Je viens de jeter un coup d'oeil sur mon compte en banque et une soudaine envie me prend de détriper le canapé à coups de pied... Savoir que l'on est un compositeur injustement méconnu et qu'on sera davantage apprécié mort que vivant ne suffit pas toujours à apporter le réconfort au quotidien... Ceux qui estiment qu'un véritable artiste doit composer dans la douleur et la misère oublient que trop souvent il possède une famille qui ne se nourrit pas que d'eau fraîche. La mienne par exemple affectionne Saucisse Express (le pendant germanique du MacDo'). Barbara n'ayant jamais été intéressée par la cuisine, c'est une alternative essentielle à la survie de mes enfants depuis que j'ai été foutu à la porte. Je ne jette pas la pierre à ma femme, elle a toujours assumé, en plus de son travail à plein temps à la gesetzliche Krankenversicherung (l'équivalent de votre Sécurité Sociale), l'entière éducation de nos quatre enfants (à part les cours de musique et de composition, dont la charge me revient) et la totalité des tâches ménagères (sans parler de la machine à laver qui a lâché le mois dernier, trois jours avant mon départ - je soupçonne d'ailleurs une corrélation étroite entre les deux événements...).
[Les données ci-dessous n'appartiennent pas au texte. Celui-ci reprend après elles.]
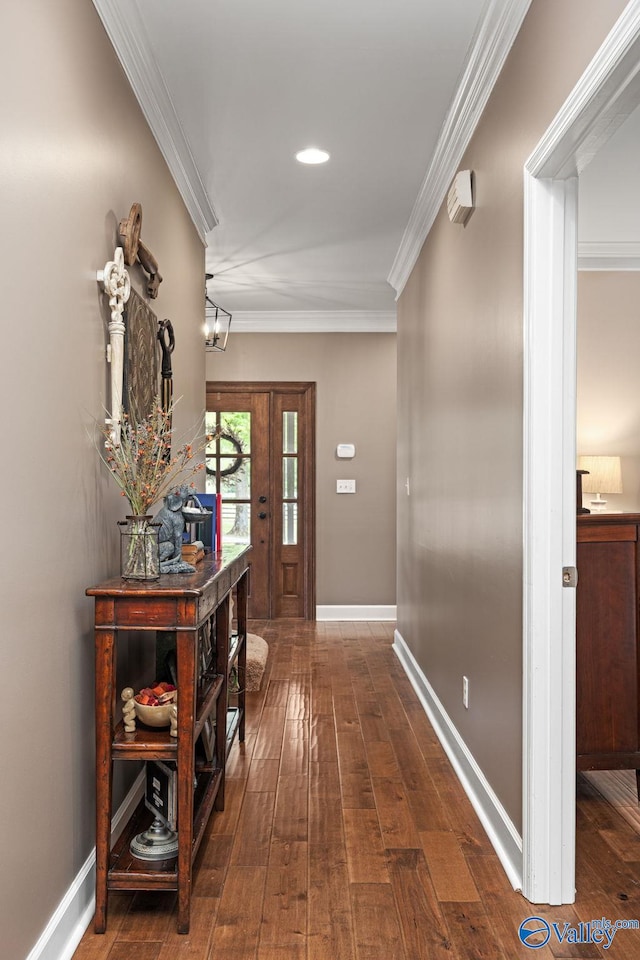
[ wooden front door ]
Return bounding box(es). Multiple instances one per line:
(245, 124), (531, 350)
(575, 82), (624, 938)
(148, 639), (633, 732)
(207, 382), (315, 620)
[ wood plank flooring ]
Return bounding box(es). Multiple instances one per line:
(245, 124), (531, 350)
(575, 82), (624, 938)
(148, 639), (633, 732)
(74, 621), (640, 960)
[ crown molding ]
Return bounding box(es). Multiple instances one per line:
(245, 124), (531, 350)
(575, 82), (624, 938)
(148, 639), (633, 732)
(232, 310), (397, 336)
(578, 241), (640, 270)
(388, 0), (531, 297)
(525, 0), (640, 179)
(93, 0), (218, 242)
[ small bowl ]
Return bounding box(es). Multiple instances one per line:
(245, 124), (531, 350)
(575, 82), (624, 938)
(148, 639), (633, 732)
(133, 688), (173, 727)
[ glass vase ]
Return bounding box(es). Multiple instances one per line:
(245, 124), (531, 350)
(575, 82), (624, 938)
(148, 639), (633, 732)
(118, 516), (160, 580)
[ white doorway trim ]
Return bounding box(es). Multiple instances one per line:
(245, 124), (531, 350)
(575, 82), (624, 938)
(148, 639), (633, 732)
(523, 0), (640, 904)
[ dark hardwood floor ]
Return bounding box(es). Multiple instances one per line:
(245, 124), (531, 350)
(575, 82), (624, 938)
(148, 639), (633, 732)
(74, 621), (640, 960)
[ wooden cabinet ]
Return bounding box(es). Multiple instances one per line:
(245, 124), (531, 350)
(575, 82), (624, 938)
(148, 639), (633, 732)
(87, 547), (249, 933)
(576, 514), (640, 792)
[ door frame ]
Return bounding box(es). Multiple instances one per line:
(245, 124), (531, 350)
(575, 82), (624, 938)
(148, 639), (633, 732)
(522, 0), (640, 904)
(205, 380), (316, 620)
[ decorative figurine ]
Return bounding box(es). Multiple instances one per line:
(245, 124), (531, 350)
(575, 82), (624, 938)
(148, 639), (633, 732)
(155, 484), (196, 573)
(120, 687), (136, 733)
(169, 700), (178, 737)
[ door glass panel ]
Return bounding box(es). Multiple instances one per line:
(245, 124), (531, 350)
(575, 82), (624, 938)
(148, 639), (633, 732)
(282, 503), (298, 546)
(222, 500), (251, 544)
(220, 410), (251, 455)
(282, 457), (298, 500)
(220, 457), (251, 500)
(282, 410), (298, 453)
(205, 411), (251, 500)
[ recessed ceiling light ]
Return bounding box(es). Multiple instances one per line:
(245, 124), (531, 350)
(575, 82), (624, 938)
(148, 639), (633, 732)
(296, 147), (329, 163)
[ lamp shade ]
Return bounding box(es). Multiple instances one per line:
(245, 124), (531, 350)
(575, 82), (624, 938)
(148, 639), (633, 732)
(578, 457), (622, 493)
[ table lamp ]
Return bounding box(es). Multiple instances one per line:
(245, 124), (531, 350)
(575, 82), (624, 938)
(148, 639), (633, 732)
(578, 457), (622, 513)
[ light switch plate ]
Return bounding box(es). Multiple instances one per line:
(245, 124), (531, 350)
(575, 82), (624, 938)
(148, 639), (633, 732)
(336, 480), (356, 493)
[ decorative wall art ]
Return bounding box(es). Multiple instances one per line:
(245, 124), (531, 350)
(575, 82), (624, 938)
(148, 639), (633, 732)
(124, 290), (158, 423)
(119, 203), (162, 300)
(96, 247), (131, 446)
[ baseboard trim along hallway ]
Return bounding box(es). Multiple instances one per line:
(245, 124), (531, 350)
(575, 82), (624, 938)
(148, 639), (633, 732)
(316, 604), (396, 621)
(393, 630), (522, 890)
(27, 770), (144, 960)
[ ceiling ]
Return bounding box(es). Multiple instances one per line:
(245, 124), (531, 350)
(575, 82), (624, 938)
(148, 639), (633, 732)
(94, 0), (530, 329)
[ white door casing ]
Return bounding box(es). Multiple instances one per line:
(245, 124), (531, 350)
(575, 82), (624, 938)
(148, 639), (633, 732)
(523, 0), (640, 904)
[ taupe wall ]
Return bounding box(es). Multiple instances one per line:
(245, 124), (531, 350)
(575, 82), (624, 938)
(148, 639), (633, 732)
(0, 0), (204, 960)
(398, 0), (625, 829)
(207, 336), (396, 605)
(577, 271), (640, 513)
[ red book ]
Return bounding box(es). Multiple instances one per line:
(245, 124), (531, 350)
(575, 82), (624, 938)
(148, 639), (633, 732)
(216, 493), (222, 553)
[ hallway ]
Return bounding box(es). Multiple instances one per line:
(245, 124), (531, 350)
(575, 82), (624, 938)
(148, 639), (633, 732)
(74, 621), (640, 960)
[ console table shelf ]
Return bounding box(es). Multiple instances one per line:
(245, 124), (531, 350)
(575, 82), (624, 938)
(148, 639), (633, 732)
(87, 546), (249, 933)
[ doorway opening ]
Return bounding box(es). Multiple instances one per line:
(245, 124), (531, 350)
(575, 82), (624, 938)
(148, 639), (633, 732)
(523, 2), (640, 904)
(206, 381), (316, 620)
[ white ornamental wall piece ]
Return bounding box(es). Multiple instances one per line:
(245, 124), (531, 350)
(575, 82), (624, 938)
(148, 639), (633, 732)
(97, 247), (131, 447)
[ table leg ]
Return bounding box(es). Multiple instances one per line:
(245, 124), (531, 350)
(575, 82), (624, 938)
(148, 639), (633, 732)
(176, 630), (198, 933)
(94, 630), (116, 933)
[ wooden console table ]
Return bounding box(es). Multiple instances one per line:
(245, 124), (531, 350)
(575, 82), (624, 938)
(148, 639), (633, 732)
(576, 513), (640, 788)
(86, 546), (249, 933)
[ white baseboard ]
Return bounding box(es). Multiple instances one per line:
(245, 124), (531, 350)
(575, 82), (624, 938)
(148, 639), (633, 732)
(393, 630), (522, 890)
(27, 770), (144, 960)
(316, 604), (396, 620)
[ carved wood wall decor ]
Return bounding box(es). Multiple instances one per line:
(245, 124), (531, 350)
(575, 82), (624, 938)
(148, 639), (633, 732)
(119, 203), (162, 300)
(97, 247), (131, 446)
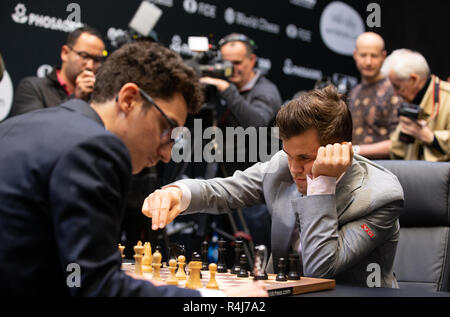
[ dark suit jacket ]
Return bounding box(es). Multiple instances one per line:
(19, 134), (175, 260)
(0, 100), (200, 296)
(9, 67), (73, 117)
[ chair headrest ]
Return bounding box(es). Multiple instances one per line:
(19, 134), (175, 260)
(375, 160), (450, 227)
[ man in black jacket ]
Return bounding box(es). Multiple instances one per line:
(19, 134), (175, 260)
(0, 42), (267, 296)
(9, 26), (105, 117)
(200, 33), (281, 246)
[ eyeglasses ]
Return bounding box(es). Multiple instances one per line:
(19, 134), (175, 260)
(139, 88), (183, 146)
(67, 45), (105, 64)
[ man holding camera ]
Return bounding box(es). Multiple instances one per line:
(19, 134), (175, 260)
(200, 33), (281, 245)
(382, 49), (450, 162)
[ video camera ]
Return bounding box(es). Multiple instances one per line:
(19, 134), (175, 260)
(186, 36), (233, 79)
(398, 102), (420, 144)
(314, 74), (356, 97)
(112, 0), (162, 48)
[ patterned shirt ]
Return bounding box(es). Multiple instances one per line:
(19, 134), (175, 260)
(349, 78), (402, 144)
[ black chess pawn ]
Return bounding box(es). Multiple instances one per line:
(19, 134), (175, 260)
(217, 239), (228, 273)
(275, 258), (287, 282)
(251, 245), (269, 281)
(155, 245), (164, 267)
(288, 253), (300, 280)
(237, 254), (248, 277)
(202, 241), (209, 271)
(231, 238), (244, 274)
(191, 252), (202, 278)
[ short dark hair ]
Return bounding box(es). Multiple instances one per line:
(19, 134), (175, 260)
(276, 85), (353, 146)
(92, 41), (203, 113)
(66, 25), (103, 46)
(219, 33), (257, 56)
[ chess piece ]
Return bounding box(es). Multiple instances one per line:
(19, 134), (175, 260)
(186, 252), (203, 289)
(142, 242), (153, 273)
(166, 259), (178, 285)
(119, 243), (125, 260)
(252, 245), (269, 281)
(288, 253), (300, 281)
(237, 254), (248, 277)
(155, 245), (164, 267)
(133, 241), (144, 275)
(176, 255), (186, 280)
(217, 239), (228, 273)
(275, 258), (287, 282)
(206, 263), (219, 289)
(231, 238), (244, 274)
(202, 241), (208, 271)
(152, 250), (162, 280)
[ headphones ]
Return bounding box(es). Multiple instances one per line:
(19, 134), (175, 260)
(219, 33), (258, 53)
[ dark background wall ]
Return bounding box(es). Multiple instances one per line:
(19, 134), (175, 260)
(0, 0), (450, 120)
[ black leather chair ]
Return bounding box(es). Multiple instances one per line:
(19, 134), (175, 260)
(376, 161), (450, 291)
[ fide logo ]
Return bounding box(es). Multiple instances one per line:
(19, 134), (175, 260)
(11, 3), (28, 24)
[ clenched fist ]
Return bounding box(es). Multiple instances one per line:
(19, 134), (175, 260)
(311, 143), (353, 179)
(142, 186), (182, 230)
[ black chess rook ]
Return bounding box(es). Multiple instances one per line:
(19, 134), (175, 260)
(237, 254), (248, 277)
(217, 239), (228, 273)
(288, 253), (300, 281)
(275, 258), (287, 282)
(231, 238), (244, 274)
(201, 241), (209, 271)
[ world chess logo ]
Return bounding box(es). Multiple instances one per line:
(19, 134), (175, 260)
(36, 64), (53, 78)
(11, 3), (28, 24)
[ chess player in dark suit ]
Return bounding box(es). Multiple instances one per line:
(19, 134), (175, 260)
(0, 42), (266, 296)
(143, 86), (403, 287)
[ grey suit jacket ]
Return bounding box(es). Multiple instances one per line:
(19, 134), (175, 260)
(180, 151), (403, 287)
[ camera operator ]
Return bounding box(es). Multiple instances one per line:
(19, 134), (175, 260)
(200, 33), (282, 246)
(200, 33), (281, 169)
(383, 49), (450, 162)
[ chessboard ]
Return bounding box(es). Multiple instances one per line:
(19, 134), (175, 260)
(122, 262), (336, 297)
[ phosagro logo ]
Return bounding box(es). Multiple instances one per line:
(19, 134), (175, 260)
(11, 3), (83, 32)
(11, 3), (28, 24)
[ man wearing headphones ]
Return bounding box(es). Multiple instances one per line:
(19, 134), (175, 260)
(200, 33), (281, 249)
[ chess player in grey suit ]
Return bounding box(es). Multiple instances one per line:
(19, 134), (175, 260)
(143, 86), (403, 287)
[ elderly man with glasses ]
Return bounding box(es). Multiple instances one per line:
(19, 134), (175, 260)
(9, 26), (106, 117)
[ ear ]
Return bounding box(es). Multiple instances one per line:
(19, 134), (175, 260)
(409, 73), (420, 86)
(60, 45), (70, 63)
(116, 83), (142, 115)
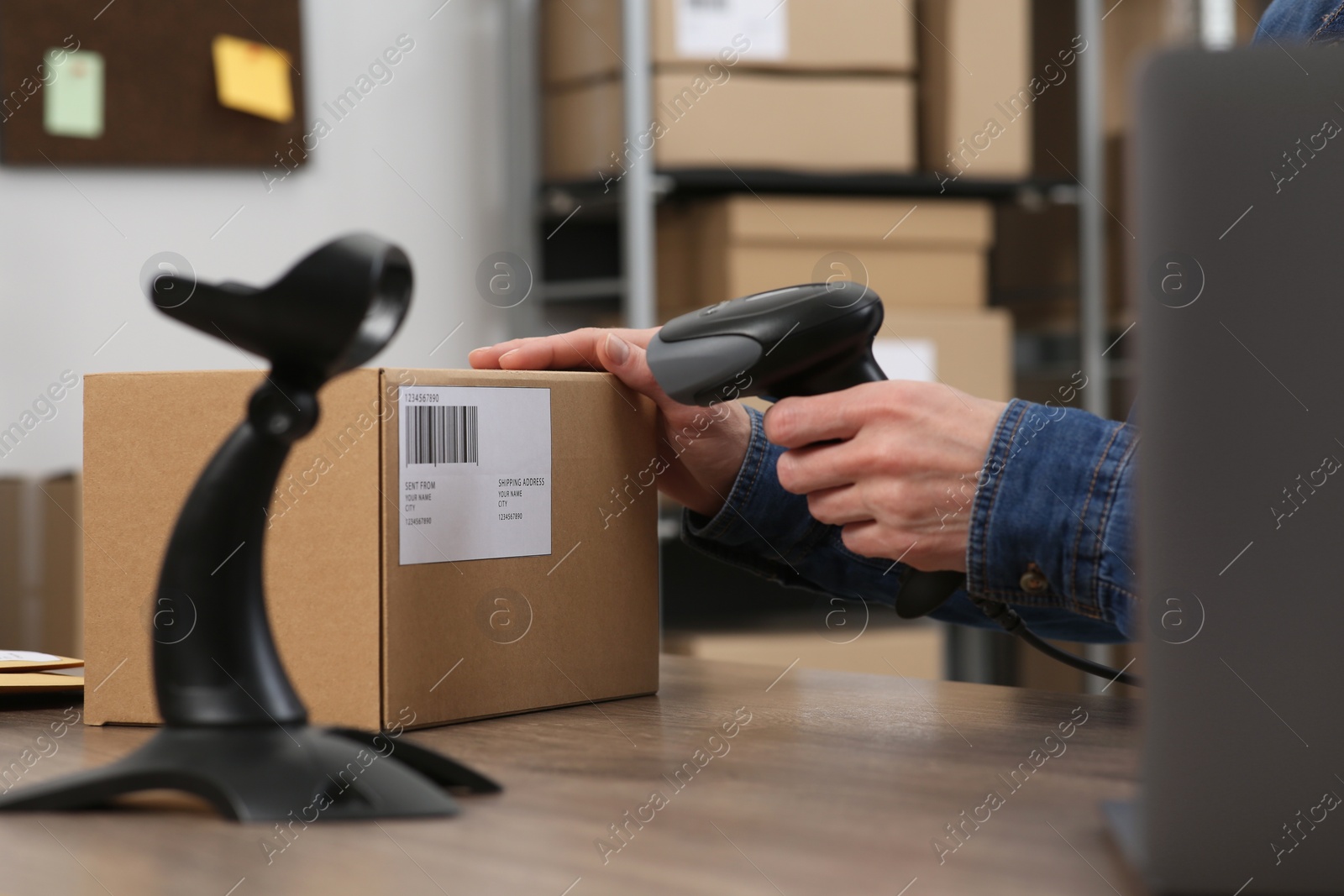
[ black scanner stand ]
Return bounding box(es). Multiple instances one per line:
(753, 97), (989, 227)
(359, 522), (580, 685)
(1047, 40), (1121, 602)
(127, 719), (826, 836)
(0, 235), (500, 820)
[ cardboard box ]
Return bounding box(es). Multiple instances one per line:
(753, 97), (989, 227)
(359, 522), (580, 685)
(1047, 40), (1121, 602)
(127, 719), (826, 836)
(544, 67), (916, 180)
(85, 369), (659, 730)
(38, 473), (83, 657)
(657, 193), (993, 320)
(542, 0), (916, 86)
(919, 0), (1032, 179)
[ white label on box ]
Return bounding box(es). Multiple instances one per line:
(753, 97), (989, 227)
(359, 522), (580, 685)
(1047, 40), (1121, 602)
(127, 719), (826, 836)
(872, 338), (938, 383)
(396, 385), (551, 565)
(676, 0), (789, 62)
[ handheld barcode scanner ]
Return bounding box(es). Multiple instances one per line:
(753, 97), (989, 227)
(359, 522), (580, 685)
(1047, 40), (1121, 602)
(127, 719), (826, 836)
(648, 280), (1138, 685)
(0, 233), (499, 820)
(648, 280), (887, 405)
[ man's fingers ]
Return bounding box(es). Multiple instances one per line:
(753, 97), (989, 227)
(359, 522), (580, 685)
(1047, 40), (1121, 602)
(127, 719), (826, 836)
(468, 327), (657, 371)
(808, 485), (872, 525)
(775, 441), (876, 495)
(764, 387), (869, 448)
(596, 331), (680, 407)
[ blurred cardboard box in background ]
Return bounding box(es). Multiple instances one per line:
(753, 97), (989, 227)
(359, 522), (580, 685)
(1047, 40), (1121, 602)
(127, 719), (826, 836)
(919, 0), (1032, 180)
(657, 195), (993, 318)
(544, 67), (916, 180)
(542, 0), (916, 86)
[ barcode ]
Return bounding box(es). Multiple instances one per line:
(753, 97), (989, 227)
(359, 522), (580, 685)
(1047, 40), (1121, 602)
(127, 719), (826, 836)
(406, 405), (481, 464)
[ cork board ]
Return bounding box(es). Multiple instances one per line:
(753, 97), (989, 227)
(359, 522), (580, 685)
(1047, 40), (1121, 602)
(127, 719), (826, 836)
(0, 0), (304, 168)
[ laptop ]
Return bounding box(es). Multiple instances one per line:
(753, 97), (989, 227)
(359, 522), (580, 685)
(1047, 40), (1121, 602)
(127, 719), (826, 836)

Si nous n'avions pas eu autant de problèmes financiers, Barbara, les enfants et moi serions sans doute toujours ensemble... en attendant, avec ce qu'elle me réclame, je ne suis pas en mesure de revenir dans le positif à la banque avant 150 ans. Que peut-elle bien faire de tout l'argent que je lui donne? Il paraît que Carl-Philippe-Emmanuel a pris deux pointures en trois mois et qu'il a urgemment besoin d'une paire de baskets sous peine d'aller pieds nus au collège. Sans parler de Dorothea, qui doit changer de lunettes parce que même assise au premier rang de la classe, elle ne peut plus lire ce qui est écrit au tableau. La pauvre, il faut lui donner toutes ses chances de réussir à l'école, parce que dans la musique ce n'est pas gagné. Quant au crédit du nouveau lave-linge... Est-ce qu'en me quittant Barbara pensait vraiment résoudre ses problèmes d'intendance ménagère? Je ne suis pourtant pas celui qui salit le plus à la maison. Parfois je me dis qu'au lieu d'avoir envoyé mes enfants au conservatoire, j'aurais mieux fait de les adresser au voisin du premier qui vient de faire un an de prison pour attaque à main armée sur les vieilles dames.

Bref, l'heure est critique, et en tant que soutien de famille, je me dois de remédier à la situation. Il va donc falloir que je me trouve un travail régulièrement rémunéré, un "vrai" boulot, comme ne cessait de le répéter ma chère et tendre à chaque fois qu'elle recevait la facture de gaz (et qu'est-ce qu'elle aurait dit si elle avait vu celles du luthier, que j'interceptais prestement dans les escaliers avant de passer la porte?). Je me demande à quoi je vais bien pouvoir employer mon talent - des suggestions? (en fait je vais demander à Wilhelm.)